My studio was set up in 1999 after 9 years of teaching hot glass at Sunderland University; my main objective was to solely concentrate on my own work as far as possible.
I wish to make beautiful glass. Not ‘chocolate-box’ beauty per-se but the beauty you find in a work whose qualities draw you in and once your there, keep you there.
Such work speaks quietly of the harmony between maker or makers and the medium. It is often the result of a path that involves many failed attempts but results in a piece all the stronger for that, where nothing needs neither added nor taken away.
I find glass to be a material that does not respond well to being dominated by the artist. For me the concept of the work is just the starting point for a conversation between the artists idea and the material.

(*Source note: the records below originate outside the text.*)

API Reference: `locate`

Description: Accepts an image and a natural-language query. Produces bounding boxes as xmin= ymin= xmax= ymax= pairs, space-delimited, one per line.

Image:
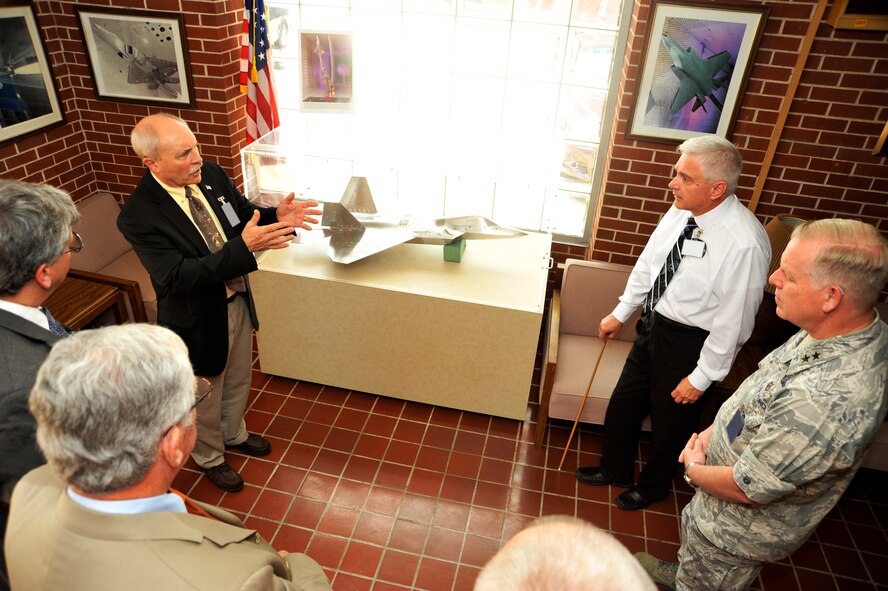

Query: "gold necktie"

xmin=184 ymin=186 xmax=245 ymax=293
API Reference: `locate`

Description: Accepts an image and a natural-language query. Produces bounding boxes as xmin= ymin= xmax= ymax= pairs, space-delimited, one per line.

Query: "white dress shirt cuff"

xmin=688 ymin=368 xmax=712 ymax=392
xmin=612 ymin=302 xmax=638 ymax=324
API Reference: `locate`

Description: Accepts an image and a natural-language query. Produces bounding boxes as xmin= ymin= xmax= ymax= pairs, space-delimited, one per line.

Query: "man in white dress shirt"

xmin=576 ymin=135 xmax=771 ymax=511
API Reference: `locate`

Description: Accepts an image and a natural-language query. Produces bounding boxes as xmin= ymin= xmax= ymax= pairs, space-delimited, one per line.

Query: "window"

xmin=266 ymin=0 xmax=628 ymax=245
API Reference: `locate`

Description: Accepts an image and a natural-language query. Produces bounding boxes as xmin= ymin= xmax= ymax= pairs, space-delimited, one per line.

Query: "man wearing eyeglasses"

xmin=0 ymin=180 xmax=80 ymax=588
xmin=5 ymin=324 xmax=333 ymax=591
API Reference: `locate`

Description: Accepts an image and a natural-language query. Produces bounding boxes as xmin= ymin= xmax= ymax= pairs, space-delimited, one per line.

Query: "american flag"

xmin=240 ymin=0 xmax=280 ymax=144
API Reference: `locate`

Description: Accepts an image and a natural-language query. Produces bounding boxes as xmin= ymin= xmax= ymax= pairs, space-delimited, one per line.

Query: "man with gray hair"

xmin=475 ymin=516 xmax=656 ymax=590
xmin=638 ymin=218 xmax=888 ymax=590
xmin=0 ymin=179 xmax=80 ymax=586
xmin=5 ymin=324 xmax=333 ymax=591
xmin=576 ymin=135 xmax=771 ymax=512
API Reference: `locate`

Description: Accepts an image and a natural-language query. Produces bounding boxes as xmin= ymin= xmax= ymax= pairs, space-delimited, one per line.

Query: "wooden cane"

xmin=558 ymin=340 xmax=608 ymax=471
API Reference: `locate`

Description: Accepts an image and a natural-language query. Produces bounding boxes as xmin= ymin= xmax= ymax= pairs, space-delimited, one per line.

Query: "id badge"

xmin=681 ymin=239 xmax=706 ymax=258
xmin=727 ymin=410 xmax=744 ymax=443
xmin=221 ymin=201 xmax=241 ymax=227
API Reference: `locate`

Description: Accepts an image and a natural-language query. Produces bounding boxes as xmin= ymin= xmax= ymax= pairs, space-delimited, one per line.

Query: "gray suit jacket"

xmin=0 ymin=310 xmax=61 ymax=501
xmin=6 ymin=466 xmax=333 ymax=591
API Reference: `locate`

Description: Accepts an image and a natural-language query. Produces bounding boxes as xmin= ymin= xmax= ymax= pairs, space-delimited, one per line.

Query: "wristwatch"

xmin=683 ymin=461 xmax=701 ymax=488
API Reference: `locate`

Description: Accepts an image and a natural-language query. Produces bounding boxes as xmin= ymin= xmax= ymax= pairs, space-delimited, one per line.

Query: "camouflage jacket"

xmin=684 ymin=313 xmax=888 ymax=562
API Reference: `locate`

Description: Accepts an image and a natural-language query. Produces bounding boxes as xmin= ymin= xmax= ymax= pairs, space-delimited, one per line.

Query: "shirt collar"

xmin=67 ymin=486 xmax=186 ymax=515
xmin=776 ymin=311 xmax=884 ymax=368
xmin=0 ymin=299 xmax=50 ymax=330
xmin=694 ymin=194 xmax=737 ymax=233
xmin=151 ymin=173 xmax=189 ymax=202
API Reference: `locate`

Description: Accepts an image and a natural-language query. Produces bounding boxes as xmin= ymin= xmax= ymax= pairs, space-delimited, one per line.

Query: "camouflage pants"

xmin=676 ymin=515 xmax=764 ymax=591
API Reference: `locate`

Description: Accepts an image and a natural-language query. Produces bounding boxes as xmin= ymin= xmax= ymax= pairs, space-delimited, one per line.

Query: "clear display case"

xmin=244 ymin=125 xmax=553 ymax=419
xmin=241 ymin=126 xmax=355 ymax=208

The artist flags up the idea, the medium responds and the discussion begins. However the material must not dominate proceedings either and hot glass, as most who work in it know, can be very persuasive in having its own way. This is where technical skill plays its part.

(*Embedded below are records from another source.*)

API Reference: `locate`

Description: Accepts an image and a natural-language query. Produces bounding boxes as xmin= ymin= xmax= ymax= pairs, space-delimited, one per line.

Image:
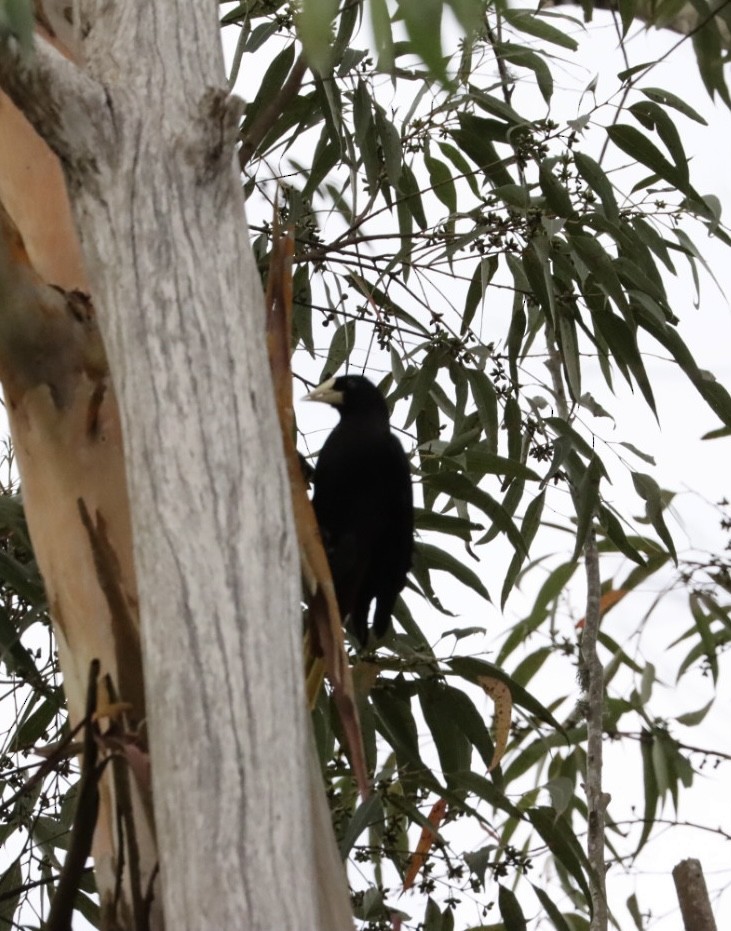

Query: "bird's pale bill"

xmin=305 ymin=377 xmax=345 ymax=406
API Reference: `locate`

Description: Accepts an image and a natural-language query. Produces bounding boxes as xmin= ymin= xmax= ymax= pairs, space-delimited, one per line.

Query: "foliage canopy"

xmin=0 ymin=0 xmax=730 ymax=927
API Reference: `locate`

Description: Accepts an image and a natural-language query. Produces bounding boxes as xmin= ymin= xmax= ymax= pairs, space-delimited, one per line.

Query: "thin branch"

xmin=0 ymin=721 xmax=86 ymax=819
xmin=582 ymin=528 xmax=608 ymax=931
xmin=545 ymin=327 xmax=607 ymax=929
xmin=45 ymin=659 xmax=102 ymax=931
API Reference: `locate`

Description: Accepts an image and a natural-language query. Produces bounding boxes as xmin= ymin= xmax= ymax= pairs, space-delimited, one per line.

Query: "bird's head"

xmin=305 ymin=375 xmax=390 ymax=419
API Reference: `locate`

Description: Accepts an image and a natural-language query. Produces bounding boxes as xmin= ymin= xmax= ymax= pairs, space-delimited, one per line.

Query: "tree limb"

xmin=0 ymin=32 xmax=109 ymax=171
xmin=543 ymin=0 xmax=731 ymax=48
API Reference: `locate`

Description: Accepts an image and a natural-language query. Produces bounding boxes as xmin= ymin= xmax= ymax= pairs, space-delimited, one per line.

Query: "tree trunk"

xmin=0 ymin=4 xmax=352 ymax=929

I have discovered in my efforts to instil these qualities into my work that my ideas have moved far from the traditional glassmaking I was taught at Art College. I have been required to develop new techniques and resurrect and adapt some old ones to move on from the inevitable constraints on form that glassblowing produces.

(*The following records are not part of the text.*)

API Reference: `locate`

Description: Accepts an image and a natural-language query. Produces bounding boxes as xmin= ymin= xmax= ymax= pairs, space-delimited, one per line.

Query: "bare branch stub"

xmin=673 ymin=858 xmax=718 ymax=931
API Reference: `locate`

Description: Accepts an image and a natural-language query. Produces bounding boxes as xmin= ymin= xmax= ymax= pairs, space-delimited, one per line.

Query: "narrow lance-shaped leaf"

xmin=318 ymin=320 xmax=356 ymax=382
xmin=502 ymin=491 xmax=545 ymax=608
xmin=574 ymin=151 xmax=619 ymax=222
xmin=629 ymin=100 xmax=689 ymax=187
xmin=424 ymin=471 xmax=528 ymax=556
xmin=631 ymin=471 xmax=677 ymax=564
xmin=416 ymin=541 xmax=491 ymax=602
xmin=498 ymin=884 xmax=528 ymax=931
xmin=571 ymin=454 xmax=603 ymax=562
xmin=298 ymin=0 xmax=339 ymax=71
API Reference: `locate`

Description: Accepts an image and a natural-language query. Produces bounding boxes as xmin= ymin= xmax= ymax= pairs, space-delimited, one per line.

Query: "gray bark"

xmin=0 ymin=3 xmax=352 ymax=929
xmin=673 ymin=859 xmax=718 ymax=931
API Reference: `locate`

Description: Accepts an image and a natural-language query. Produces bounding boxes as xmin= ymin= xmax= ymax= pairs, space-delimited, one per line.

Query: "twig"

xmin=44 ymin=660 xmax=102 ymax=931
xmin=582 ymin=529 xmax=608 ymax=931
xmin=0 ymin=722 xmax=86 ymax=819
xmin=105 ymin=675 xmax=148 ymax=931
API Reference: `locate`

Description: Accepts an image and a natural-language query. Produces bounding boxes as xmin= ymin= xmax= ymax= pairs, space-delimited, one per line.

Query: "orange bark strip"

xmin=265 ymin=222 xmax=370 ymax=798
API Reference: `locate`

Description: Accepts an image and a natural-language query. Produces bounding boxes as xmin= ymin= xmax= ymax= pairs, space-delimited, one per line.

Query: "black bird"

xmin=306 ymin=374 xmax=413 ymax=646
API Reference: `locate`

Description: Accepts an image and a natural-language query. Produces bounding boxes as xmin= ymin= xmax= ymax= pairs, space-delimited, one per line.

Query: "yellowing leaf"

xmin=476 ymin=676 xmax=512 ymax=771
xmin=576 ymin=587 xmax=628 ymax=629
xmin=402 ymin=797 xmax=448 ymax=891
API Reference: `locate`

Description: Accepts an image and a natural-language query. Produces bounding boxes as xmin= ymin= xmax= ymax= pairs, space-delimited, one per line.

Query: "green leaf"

Technically and creatively I no longer feel shackled by blowing the glass. However, whether it be the tight control of form and colour required in my sculptural ‘perfume bottles’, or the physical strength required to manipulate my large irregular wave forms, I feel at this moment I am being pushed close to the limits of my technique.
The path this search for beautiful glass has led me on, although frustrating at times has also been very exciting too. I do not know exactly where in the future it will lead my work but I believe as long as what I produce is idea led and follows the motivation outlined above, my work will be going in the right creative direction and I look forward to what new works lie ahead.